As operações também avançaram sobre o entorno da TIY, mirando a logística que sustenta a atividade ilegal e impedindo tentativas de reorganização fora da área. Em Campos Novos e Samaúma, ações da ANTT e Força Nacional ampliaram fiscalizações em vicinais, veículos e pontos de abastecimento. As ações resultaram na apreensão de cerca de 3,3 mil litros de combustíveis, entre gasolina, diesel, querosene e combustível de aviação, além de 21 carotes vazios e diversas peças de aeronaves, atingindo estruturas usadas para abastecimento e apoio à logística do garimpo ilegal.

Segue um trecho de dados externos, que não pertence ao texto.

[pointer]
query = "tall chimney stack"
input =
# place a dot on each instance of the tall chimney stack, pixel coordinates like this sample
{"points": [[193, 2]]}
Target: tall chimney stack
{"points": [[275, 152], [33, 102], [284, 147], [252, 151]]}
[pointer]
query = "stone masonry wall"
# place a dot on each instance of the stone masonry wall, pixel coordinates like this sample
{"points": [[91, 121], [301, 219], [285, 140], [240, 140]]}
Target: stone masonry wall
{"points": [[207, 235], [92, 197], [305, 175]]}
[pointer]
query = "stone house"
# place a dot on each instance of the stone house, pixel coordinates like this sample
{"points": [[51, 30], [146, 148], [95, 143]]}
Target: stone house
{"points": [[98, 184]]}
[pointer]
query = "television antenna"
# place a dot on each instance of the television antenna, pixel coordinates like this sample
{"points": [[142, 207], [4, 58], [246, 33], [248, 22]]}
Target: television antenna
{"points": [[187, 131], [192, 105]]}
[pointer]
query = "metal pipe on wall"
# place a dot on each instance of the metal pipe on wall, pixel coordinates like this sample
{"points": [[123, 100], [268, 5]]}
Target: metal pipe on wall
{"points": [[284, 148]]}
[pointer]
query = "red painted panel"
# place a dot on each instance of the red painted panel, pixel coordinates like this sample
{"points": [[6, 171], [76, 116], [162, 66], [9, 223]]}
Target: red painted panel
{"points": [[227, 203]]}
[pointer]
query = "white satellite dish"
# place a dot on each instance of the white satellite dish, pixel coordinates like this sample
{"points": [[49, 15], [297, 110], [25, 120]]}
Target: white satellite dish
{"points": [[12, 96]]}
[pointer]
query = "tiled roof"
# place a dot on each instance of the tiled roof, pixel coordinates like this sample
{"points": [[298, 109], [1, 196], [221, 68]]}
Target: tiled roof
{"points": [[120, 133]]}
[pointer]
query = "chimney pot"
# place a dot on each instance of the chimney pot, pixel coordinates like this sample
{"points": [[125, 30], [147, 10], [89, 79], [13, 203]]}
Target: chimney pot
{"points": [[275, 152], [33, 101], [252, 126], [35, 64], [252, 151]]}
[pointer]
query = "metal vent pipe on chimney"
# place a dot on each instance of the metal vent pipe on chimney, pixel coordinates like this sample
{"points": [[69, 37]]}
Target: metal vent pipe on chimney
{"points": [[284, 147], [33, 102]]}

O ICMBio também mantém ações em unidades de conservação federais, com operações voltadas a coibir o garimpo ilegal e impedir que invasores montem novas bases ou reconstituam estruturas de apoio fora da Terra Indígena Yanomami. As fiscalizações em áreas como a Estação Ecológica de Maracá e as Florestas Nacionais de Roraima e Parima ampliam a pressão sobre áreas usadas como refúgio ou rota alternativa para garimpeiros, reforçando o cerco à atividade ilegal.
MERCÚRIO — Em Boa Vista, ações da PRF nas rodovias, articuladas com informações de inteligência, contribuíram para a maior apreensão de mercúrio da história da instituição — também apontada como a maior já registrada no país. O volume interceptado alcançou cerca de 835 quilos em menos de 15 dias. Desde o início da operação, as apreensões somam aproximadamente uma tonelada de mercúrio retirada de circulação, material que deixou de ser empregado na contaminação de rios e no impacto ambiental associado ao garimpo ilegal.
Em Caracaraí, o monitoramento do fluxo fluvial reforçou a vigilância sobre embarcações carregadas de combustível e insumos destinados ao garimpo, ampliando o controle sobre rotas usadas para abastecimento ilegal a partir dos portos do Rio Branco e pressionando corredores logísticos utilizados por invasores.
PROTEÇÃO INTEGRAL — A marca de 10 mil ações reforça o modelo de atuação continuada. Mais do que operações pontuais, o volume registrado reflete uma estratégia permanente de sufocamento logístico e fiscalização sucessiva, que contribuiu para a redução de 98% das áreas de novos garimpos na Terra Indígena Yanomami, voltada a inviabilizar a reocupação de áreas e reduzir a capacidade operacional do garimpo ilegal.
A atuação do Governo do Brasil segue concentrada em localizar e fiscalizar pontos ativos ou residuais de garimpo, impedir tentativas de reabastecimento e retirar por completo a presença de invasores da Terra Indígena Yanomami.